El plan inicial del Gobierno era hacer llegar a 850.000 hogares entre 460 y 1.030 euros al mes de la nueva renta garantizada. Han pasado nueve meses y la ayuda solo ha llegado a 150.000 hogares. El Ingreso Mínimo Vital (IMV) no ha logrado convertirse en el escudo social que iba a ser. El fracaso retrata a la Administración y a la clase política. El Ministerio de la Seguridad Social, ese ha sido el primer motivo del fiasco, ha estado colapsado y no ha podido realizar durante meses con agilidad los trámites. Ha sido necesario reforzar la plantilla y el problema sigue sin resolver. En un país fuertemente estatalista como el nuestro, cuando se necesita presteza para gestionar un imprevisto surgen cuellos de botella.
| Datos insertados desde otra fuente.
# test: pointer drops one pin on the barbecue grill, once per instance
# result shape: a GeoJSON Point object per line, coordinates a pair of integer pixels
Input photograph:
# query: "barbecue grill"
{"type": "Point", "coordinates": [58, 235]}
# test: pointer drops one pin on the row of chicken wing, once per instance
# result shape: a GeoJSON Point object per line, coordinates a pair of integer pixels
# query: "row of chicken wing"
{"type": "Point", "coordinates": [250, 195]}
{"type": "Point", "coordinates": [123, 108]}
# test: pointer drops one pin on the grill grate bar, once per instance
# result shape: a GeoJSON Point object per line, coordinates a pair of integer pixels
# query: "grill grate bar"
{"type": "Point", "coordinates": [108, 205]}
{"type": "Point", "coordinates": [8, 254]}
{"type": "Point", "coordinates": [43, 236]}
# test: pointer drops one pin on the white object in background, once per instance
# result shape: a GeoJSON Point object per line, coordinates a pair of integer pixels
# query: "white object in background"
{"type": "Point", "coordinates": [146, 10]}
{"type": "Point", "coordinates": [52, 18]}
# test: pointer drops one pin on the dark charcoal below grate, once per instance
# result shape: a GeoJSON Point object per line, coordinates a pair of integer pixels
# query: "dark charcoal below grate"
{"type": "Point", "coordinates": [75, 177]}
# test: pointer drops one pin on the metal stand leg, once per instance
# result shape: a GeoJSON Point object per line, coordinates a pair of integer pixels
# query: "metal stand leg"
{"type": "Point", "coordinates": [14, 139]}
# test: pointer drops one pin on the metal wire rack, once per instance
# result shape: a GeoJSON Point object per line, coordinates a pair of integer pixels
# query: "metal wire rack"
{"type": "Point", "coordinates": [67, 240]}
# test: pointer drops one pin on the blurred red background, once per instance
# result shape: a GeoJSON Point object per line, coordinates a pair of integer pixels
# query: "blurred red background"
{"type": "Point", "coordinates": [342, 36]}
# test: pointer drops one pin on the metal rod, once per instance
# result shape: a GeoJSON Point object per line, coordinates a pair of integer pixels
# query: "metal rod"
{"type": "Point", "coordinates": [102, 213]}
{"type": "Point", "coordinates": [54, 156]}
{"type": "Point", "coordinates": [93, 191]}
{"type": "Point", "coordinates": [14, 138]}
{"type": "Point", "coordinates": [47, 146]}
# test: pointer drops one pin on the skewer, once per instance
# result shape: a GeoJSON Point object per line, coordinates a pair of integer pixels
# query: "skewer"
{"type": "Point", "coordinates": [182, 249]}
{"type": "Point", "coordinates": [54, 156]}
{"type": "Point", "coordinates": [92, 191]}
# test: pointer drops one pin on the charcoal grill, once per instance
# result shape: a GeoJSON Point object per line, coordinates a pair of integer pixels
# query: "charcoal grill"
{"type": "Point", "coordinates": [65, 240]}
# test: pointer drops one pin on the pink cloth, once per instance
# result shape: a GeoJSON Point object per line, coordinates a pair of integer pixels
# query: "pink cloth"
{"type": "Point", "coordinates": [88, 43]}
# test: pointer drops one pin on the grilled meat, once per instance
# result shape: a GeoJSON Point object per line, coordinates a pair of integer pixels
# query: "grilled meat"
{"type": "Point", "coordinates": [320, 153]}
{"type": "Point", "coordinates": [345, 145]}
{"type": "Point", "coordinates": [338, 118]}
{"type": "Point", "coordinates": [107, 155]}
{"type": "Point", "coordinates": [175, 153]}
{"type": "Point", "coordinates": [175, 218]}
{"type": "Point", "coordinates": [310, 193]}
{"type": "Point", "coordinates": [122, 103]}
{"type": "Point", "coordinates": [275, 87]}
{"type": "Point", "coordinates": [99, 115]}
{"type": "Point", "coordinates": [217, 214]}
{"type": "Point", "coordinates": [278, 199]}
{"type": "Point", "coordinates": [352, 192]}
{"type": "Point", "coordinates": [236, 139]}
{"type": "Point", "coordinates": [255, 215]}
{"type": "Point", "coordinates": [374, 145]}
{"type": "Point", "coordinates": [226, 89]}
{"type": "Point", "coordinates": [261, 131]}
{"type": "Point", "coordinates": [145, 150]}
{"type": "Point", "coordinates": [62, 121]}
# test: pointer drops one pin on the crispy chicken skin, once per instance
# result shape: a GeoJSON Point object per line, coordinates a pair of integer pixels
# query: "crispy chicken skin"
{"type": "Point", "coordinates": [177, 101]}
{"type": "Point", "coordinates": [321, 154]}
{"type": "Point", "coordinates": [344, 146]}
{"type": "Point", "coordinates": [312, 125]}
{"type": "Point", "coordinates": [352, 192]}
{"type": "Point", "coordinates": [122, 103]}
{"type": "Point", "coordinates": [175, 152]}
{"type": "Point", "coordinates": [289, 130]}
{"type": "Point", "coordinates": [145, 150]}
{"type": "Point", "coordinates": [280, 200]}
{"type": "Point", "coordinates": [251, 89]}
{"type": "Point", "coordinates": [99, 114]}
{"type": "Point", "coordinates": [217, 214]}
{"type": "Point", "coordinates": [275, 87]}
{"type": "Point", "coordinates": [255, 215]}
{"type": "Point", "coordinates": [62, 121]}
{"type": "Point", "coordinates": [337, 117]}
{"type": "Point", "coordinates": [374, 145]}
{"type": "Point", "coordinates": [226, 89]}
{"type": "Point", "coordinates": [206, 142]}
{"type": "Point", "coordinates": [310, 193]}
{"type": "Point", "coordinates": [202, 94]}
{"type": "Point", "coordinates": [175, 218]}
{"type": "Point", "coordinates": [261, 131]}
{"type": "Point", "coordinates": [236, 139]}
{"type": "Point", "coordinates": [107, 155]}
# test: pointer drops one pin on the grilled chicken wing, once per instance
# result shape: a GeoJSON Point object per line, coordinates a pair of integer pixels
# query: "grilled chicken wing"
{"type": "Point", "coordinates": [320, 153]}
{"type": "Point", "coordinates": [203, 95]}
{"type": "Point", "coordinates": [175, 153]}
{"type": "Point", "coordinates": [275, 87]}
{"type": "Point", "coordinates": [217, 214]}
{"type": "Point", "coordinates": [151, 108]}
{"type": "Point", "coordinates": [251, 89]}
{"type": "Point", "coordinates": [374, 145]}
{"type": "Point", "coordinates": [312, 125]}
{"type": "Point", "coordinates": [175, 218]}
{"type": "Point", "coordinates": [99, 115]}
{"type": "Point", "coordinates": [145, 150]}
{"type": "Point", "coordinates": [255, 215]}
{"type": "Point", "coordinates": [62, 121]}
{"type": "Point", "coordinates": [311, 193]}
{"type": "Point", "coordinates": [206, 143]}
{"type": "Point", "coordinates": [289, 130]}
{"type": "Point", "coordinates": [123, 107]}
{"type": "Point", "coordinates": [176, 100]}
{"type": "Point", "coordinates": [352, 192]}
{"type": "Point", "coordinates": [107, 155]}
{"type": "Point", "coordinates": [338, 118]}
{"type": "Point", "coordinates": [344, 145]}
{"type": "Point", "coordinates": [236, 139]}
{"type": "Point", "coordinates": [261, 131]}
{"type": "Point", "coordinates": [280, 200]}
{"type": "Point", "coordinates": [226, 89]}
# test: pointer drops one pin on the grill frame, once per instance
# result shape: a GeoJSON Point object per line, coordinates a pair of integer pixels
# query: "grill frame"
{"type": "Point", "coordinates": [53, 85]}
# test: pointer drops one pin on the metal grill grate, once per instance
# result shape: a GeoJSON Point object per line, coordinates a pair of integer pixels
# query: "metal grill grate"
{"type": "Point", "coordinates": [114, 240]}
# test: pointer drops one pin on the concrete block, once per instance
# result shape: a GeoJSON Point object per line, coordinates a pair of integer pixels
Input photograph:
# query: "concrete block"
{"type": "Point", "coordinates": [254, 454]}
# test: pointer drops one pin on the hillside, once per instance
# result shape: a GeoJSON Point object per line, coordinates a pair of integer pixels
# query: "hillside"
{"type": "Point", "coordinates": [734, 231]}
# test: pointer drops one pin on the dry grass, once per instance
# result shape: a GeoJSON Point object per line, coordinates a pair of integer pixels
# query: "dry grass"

La regulación inicial del IMV ha tenido que ser modificada en cinco ocasiones. El Gobierno ha tardado meses y ha necesitado varias rectificaciones para identificar a los potenciales beneficiarios. Desde el principio ha faltado visión de conjunto. Los cambios indican que el Ejecutivo progresista no conoce la realidad de los pobres. Solo a comienzos de este mes de febrero se han incluido como posibles receptores de las ayudas a los sin techo. Se les habían olvidado casi 40.000 personas. Hasta hace unas semanas solo podían beneficiarse del IMV dos personas que convivieran en la misma casa. Regulación que parecía ignorar que muchos de los que están en la miseria, sobre todo en las grandes ciudades, viven con toda su familia en una habitación. No tienen dinero para pagarse el alquiler. En un piso pueden vivir tres o cuatro familias que necesitan la ayuda. Se excluyó también a los jóvenes de entre 18 y 22 años solos. Hay algo más de 35.000 jóvenes en esa situación que sufren pobreza extrema. El desconocimiento gubernamental ignora la indigencia digital de los que no tienen conexión y no pueden utilizar internet. Es inútil intentar llegar a muchos de ellos por esta vía.

La normativa exige certificados complicados de conseguir que tienen que ser emitidos por los servicios sociales. Y los servicios sociales están desbordados. Hubiera sido más fácil simplificar todos los trámites, no era necesario tanto control para evitar el fraude. El IMV se ha convertido en una ayuda para pobres de los que no conocen a los pobres. Mejor hubieran hecho en preguntar y en trabajar con los que sí los conocen.